June 24-June 29: More writing and more pitching. And more furious days of neither. It’s like an ABAB kind of thing.
June 30-Present: Just blocked. I am trying to unblock myself and maybe in the next few days I’ll be successful. Until then I’m catching up on work, dog-sitting (which my cat hates so it’s like a four-legger warzone at the moment) and looking at possible outlets to submit/pitch existing pieces to.
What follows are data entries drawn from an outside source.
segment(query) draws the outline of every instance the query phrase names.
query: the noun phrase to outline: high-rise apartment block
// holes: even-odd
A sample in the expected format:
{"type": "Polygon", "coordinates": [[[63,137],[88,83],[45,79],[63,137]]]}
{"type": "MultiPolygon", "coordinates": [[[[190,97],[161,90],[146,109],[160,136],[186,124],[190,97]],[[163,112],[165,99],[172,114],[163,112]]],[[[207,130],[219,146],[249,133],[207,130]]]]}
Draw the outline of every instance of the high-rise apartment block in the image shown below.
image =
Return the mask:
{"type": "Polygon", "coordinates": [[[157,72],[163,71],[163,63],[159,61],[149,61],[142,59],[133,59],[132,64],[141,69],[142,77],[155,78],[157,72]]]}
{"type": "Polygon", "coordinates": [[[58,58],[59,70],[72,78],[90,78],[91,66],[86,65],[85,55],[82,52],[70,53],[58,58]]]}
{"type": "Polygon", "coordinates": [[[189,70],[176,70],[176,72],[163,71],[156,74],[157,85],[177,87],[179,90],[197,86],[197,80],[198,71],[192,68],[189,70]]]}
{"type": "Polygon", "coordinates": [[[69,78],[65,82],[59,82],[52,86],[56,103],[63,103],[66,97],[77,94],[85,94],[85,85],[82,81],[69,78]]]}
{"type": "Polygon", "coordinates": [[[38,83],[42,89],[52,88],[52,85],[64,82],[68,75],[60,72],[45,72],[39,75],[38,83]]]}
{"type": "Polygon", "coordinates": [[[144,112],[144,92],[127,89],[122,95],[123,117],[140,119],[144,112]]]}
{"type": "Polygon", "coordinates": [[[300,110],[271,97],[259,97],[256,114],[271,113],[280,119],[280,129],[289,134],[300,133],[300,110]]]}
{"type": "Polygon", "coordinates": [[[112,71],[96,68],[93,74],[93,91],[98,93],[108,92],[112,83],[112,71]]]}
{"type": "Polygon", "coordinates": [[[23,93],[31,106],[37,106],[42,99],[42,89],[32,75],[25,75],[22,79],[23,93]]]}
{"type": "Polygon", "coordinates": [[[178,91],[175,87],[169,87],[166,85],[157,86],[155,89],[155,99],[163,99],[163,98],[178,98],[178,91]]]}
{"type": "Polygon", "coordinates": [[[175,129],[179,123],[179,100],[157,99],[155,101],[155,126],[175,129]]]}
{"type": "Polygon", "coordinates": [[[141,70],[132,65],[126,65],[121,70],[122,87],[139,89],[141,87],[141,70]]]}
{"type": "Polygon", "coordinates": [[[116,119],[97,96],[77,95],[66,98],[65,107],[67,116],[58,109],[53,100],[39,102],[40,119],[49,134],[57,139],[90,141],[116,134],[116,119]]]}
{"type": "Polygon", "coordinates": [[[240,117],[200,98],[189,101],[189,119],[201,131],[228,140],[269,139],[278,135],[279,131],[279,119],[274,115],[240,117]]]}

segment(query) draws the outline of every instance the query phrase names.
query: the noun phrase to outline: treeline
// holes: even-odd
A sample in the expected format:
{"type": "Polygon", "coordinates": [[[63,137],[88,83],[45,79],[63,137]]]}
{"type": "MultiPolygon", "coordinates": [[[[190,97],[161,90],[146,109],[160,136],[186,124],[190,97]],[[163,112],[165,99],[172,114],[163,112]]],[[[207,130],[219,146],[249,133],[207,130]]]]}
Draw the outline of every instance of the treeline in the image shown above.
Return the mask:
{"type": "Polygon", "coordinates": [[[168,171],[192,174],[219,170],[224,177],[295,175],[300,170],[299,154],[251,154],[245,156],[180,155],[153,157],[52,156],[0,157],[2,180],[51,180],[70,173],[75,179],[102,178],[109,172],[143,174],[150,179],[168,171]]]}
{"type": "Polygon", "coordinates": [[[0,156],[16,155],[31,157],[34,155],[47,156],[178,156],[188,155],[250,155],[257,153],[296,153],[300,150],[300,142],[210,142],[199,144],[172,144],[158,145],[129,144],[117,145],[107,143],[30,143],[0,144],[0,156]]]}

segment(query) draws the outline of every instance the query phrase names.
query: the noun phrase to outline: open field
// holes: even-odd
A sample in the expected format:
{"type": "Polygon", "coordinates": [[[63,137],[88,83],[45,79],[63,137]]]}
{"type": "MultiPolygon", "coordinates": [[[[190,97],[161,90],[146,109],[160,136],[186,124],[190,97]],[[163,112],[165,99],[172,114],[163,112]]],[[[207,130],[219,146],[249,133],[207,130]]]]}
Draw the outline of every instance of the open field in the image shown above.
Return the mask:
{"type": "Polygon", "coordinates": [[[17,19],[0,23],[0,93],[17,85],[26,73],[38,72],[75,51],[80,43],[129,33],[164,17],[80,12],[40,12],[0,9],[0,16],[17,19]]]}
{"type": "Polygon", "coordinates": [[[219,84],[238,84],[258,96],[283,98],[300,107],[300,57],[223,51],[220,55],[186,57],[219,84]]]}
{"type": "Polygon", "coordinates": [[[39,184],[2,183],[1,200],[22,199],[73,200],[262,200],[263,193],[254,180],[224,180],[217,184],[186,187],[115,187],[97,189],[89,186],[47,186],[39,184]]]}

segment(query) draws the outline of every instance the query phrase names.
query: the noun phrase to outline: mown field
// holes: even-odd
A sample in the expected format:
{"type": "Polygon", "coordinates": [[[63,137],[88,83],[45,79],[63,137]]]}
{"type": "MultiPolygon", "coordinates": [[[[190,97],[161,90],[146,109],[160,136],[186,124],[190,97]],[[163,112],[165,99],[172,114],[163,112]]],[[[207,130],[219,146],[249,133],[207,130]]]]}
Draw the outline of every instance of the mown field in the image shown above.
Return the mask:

Oh and I also broke my finger, which has been a thing. I had to get a second opinion because the first doctor I saw I thought was an arrogant prick who didn’t listen or know what he was talking about. Luckily, having brittle bone disease, I know enough and I trust my instincts. After conferring with two other physicians who both agree with each other, my gut was right. Had I listened to doc #1 I would have messed up my finger big-time. He missed a fracture, indicated a current fracture on an old break and gave me instructions that would have affected future use of my fingers. It’s all right now, but obviously this also colored three weeks of this month (injury, quack doctor, other two doctors so it wasn’t a tie about what was what).
I know it doesn’t seem like much, but the fast-pace of pitching and reporting crap along with existing deadlines and clients along with the emotional toll of the last three weeks – it’s actually been a lot. More than when we went to LA or Florida a few months before. But it’s one of those things you just have to let be. I am. And hopefully it works out, but that’s not on me. And while my anger is justified (not just in this specific incident but also about Orlando, discrimination, recent politics, basically my grief has only incited my inability to let things go or look the other way) I am trying to get it in check so it does not rule me or my actions. But so help me, I feel my mouth is still a little trigger-happy so I just hope for a lack of stupidity, homophobia or discrimination (not necessarily anti-LGBT stuff, working on a few disability issues too and I just can’t believe some people or institutions, it makes me physically ill) because I won’t hold back, regardless of intention or who it is coming from.
So I’m still here, and I am still committed to this blog, and hope to post something once or twice a week. I’m just busy. And getting things done. And not getting things done. And grieving. And angry. And sad, disappointed, motivated, and determined. But that’s life, right?